UNSW Art & Design recently rethought its design degree, emphasising the multi-disciplinary approach for which it is recognised.
The Bachelor of Design is a three-year full-time degree that prepares students to be confident and creative in a changing world of work.
The degree emphasises that design can change our society, and is grounded in a deep reflection on diverse historical, social and cultural values. Through studying design history and theory, students learn how the futures they design can be diverse and sustainable for all people.
Students specialise in two of six design disciplines, that are then brought together through multi-disciplinary design studio projects. These six disciplines are: Graphics, Object (ceramics, furniture, jewellery), Experience (how people interact with space), 3D Visualisation, Interaction, and Textiles.
‘It’s important that our students learn how to be makers, even if they don’t choose that path,’ said Vickers. ‘A good designer needs to be able to collaborate with makers, and to have a strong understanding of materiality’
Graduating student, Sunny Lei was mentored by Vickers during her Honours year. Lei said: ‘Looking back, and speaking to other students, I feel like UNSW prepares graduates to be both designers and makers”
Lei is a great example of this hybrid thinking. ‘I was torn between architecture and graphic design, but here one can inform the other,’ she explained.

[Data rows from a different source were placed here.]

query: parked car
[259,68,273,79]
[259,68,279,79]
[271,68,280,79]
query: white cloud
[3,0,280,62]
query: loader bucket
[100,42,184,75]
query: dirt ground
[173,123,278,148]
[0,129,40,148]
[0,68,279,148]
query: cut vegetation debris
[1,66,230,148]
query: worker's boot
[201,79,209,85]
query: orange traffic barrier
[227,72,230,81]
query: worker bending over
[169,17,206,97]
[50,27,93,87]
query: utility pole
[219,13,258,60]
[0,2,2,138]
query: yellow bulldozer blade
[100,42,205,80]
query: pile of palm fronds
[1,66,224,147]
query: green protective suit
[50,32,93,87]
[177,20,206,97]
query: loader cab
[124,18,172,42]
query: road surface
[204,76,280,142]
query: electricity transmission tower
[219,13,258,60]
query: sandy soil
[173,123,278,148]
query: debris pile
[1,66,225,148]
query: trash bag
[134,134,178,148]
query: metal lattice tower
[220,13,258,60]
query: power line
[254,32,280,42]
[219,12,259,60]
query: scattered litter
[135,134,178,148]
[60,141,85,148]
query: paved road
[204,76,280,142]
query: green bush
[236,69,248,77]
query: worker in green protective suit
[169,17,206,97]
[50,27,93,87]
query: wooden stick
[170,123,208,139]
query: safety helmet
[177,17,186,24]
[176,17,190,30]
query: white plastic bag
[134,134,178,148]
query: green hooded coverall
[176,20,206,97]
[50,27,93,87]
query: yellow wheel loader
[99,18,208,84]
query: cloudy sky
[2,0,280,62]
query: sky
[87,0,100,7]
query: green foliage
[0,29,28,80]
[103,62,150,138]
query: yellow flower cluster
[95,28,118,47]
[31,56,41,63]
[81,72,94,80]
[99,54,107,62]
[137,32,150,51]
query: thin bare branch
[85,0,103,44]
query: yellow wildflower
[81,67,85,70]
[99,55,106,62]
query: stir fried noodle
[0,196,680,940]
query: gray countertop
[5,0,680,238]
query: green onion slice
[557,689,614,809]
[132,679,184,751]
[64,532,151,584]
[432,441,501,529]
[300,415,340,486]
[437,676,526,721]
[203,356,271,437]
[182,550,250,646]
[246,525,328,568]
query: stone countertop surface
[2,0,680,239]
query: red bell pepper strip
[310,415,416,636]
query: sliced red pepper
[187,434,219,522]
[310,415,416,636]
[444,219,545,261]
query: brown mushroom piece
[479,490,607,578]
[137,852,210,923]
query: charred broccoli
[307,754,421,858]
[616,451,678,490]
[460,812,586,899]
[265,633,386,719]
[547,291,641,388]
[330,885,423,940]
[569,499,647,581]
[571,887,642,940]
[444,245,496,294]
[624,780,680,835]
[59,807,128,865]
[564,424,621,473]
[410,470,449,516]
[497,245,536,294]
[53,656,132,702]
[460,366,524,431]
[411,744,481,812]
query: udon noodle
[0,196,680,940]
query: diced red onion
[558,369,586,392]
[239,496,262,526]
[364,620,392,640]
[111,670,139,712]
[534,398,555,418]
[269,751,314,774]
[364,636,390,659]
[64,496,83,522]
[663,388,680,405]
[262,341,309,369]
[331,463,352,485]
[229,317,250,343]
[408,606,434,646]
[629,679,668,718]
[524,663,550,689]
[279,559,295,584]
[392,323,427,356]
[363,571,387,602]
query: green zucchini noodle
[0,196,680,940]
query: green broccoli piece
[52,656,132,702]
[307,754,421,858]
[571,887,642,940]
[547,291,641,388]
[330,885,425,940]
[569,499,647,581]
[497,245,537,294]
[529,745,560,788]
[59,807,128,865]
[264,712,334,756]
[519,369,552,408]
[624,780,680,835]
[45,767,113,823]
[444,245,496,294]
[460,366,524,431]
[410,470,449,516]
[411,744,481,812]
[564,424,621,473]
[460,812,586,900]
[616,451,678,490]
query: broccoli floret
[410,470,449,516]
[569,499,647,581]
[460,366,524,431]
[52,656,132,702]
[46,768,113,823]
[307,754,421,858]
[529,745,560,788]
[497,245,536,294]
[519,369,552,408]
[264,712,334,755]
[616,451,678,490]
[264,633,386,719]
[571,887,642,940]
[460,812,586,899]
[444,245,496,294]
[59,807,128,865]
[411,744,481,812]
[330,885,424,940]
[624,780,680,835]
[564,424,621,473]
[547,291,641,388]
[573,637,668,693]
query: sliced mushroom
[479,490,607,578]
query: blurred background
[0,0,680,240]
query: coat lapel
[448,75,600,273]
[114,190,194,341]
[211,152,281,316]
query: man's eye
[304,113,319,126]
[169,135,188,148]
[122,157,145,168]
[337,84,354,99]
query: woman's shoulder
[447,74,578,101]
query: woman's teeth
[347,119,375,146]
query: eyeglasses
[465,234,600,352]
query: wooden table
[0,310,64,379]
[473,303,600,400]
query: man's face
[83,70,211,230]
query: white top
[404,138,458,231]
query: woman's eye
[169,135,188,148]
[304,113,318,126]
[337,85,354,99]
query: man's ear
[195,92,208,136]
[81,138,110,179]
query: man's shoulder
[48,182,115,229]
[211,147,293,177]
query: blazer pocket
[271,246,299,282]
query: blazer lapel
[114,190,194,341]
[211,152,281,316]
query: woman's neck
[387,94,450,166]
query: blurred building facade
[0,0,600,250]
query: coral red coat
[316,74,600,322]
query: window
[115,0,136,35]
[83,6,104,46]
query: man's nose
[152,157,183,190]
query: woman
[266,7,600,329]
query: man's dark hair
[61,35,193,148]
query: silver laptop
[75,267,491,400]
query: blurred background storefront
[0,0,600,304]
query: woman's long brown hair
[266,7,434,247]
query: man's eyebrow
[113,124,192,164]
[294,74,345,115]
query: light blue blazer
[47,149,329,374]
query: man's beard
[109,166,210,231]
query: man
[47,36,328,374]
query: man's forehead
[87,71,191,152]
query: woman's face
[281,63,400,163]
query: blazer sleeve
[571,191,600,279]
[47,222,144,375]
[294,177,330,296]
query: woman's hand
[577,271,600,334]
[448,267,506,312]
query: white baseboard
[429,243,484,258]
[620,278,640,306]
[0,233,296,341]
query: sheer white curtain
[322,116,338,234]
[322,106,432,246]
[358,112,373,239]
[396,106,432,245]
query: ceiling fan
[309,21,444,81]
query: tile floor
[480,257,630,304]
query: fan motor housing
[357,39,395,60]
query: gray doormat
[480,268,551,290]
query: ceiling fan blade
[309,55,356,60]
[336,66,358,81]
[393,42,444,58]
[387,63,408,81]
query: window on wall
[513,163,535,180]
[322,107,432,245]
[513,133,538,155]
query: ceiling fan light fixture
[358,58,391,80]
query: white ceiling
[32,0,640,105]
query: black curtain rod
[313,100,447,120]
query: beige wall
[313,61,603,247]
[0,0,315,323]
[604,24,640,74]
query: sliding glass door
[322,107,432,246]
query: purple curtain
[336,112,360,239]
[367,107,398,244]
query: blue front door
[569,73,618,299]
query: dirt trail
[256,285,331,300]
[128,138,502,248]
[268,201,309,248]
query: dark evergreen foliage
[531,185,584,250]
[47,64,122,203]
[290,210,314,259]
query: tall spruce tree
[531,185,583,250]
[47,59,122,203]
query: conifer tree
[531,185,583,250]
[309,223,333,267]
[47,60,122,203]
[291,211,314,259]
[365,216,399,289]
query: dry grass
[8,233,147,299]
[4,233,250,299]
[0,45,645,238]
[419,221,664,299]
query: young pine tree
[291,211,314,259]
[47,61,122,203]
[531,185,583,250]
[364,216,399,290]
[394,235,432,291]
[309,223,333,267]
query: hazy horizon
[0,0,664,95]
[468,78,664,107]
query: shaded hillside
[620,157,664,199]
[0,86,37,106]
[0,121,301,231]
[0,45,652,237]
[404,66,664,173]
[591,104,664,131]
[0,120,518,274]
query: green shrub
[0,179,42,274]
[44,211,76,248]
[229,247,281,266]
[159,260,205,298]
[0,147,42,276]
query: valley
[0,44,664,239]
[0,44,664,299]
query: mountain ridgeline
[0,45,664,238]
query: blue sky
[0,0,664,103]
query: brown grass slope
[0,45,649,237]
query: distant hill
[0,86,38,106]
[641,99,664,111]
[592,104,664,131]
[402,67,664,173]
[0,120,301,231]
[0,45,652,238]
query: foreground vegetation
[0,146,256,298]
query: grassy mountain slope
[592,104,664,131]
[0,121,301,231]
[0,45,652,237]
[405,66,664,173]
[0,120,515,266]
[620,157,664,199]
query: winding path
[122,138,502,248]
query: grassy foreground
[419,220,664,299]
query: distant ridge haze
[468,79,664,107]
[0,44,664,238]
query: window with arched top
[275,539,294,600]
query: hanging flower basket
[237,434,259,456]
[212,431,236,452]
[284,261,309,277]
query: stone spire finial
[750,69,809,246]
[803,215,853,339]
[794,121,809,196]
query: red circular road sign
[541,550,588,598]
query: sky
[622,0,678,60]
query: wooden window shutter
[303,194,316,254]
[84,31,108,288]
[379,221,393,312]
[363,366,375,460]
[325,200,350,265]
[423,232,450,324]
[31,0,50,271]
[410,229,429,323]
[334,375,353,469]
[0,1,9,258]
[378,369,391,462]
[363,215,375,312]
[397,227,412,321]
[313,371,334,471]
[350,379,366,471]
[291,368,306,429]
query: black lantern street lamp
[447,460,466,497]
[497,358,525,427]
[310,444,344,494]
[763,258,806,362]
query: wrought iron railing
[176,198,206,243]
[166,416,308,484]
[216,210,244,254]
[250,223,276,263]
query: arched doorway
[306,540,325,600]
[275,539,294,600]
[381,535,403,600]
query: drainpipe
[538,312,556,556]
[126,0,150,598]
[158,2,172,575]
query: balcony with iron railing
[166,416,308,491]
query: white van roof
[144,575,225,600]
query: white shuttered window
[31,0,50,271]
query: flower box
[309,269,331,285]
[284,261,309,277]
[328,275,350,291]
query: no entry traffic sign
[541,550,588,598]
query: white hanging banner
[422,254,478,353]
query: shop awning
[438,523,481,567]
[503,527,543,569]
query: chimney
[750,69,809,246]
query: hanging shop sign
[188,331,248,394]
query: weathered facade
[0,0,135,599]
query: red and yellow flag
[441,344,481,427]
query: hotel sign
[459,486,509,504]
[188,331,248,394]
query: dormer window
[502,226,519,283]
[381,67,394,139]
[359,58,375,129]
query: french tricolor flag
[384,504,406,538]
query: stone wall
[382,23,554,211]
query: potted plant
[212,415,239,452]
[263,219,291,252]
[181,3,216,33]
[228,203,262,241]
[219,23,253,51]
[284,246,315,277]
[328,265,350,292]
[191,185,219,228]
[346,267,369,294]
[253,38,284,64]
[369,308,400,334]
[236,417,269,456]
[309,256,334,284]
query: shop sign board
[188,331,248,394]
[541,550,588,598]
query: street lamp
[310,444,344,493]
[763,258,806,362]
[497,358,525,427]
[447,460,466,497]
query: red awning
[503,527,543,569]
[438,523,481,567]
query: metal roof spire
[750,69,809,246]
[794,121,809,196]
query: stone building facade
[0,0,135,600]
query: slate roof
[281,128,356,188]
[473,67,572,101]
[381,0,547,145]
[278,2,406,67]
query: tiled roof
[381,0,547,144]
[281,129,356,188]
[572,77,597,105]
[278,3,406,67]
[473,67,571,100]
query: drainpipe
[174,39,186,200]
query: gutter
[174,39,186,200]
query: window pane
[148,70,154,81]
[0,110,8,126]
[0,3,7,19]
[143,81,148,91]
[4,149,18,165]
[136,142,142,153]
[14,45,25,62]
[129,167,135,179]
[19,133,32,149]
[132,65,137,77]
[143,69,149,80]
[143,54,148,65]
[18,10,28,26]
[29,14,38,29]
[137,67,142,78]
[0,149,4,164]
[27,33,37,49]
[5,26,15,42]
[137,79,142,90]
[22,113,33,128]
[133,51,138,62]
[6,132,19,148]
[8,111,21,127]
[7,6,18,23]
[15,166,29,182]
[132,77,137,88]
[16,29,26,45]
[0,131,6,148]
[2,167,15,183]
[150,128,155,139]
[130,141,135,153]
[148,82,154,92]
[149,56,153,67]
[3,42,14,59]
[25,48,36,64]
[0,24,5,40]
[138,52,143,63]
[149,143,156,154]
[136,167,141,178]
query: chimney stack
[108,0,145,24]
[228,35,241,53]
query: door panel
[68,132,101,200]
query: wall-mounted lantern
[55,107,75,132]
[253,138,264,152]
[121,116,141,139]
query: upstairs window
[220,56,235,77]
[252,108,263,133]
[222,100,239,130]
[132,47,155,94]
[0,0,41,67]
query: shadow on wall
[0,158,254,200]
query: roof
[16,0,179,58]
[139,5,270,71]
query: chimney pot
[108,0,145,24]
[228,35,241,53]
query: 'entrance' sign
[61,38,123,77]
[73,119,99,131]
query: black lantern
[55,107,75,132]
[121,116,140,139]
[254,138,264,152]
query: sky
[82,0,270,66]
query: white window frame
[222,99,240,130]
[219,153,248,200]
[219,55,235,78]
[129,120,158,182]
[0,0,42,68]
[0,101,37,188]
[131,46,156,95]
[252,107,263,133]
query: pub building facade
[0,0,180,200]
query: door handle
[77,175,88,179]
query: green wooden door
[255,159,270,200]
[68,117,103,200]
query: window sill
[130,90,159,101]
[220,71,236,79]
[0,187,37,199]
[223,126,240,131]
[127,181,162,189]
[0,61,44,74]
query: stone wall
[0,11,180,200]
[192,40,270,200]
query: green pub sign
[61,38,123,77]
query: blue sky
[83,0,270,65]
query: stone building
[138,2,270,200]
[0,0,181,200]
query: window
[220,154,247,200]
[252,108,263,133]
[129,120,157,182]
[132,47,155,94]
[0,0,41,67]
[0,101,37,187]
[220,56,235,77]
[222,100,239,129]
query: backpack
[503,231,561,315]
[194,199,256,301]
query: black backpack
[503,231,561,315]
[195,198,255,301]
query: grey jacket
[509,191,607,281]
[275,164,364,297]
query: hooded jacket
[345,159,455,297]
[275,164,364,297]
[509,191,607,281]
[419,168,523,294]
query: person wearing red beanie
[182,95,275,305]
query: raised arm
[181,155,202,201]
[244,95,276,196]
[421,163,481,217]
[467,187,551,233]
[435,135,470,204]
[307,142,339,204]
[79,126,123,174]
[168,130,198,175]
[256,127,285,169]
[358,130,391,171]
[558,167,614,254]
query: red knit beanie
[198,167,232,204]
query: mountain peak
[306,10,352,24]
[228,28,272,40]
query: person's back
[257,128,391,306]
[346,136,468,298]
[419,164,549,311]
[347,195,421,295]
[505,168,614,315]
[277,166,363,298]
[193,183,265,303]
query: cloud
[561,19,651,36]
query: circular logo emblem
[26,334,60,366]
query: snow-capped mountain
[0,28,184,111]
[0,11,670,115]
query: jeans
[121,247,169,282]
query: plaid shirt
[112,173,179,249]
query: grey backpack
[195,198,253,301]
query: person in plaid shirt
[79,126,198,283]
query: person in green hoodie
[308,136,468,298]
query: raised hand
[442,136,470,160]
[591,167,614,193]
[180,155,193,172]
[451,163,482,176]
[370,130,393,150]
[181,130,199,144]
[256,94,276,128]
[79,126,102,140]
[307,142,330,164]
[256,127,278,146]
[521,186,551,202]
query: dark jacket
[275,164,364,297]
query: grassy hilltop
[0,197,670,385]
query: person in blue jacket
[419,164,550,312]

Sunny Lei in her studio. Photo: Sunny Lei
Taking her degree into an Honours year was more fulfilling than Lei thought it would be. ‘It has allowed me to come into my own practice.’
She travelled to Utrecht (The Netherlands) in an exchange program through the degree. ‘It really opened my eyes to graphic design in Europe…and that gave me inspiration to focus on my autonomous practice.’
‘A challenge that students face is a need to be entrepreneurial in their thinking, to develop relevant skill sets, to frame what they can offer, and to know how to pitch their ideas” says Vickers
To support students, the University offers the Founders Program, a start-up accelerator that provides design students opportunities to incubate new business ideas. In addition, a Professional Experience Programme, International Exchange Opportunities, and Work Integrated Learning are all available.
Is the fit right for you?
Vickers said the best way to determine if design is the career for you is to come along to Faculty Open Days and Information Nights.
She added that a design career today is suited to ‘someone who thinks outside the box; someone who wants to reframe problems, to research them, and who can step back and look at the big picture – they are lateral thinkers.’
At UNSW the Bachelor of Design degree can be combined with Commerce, Education and Media, PR and Advertising degrees. Students can also tap into the University’s network of opportunities, with the full weight of a top-ranking G08 University behind them.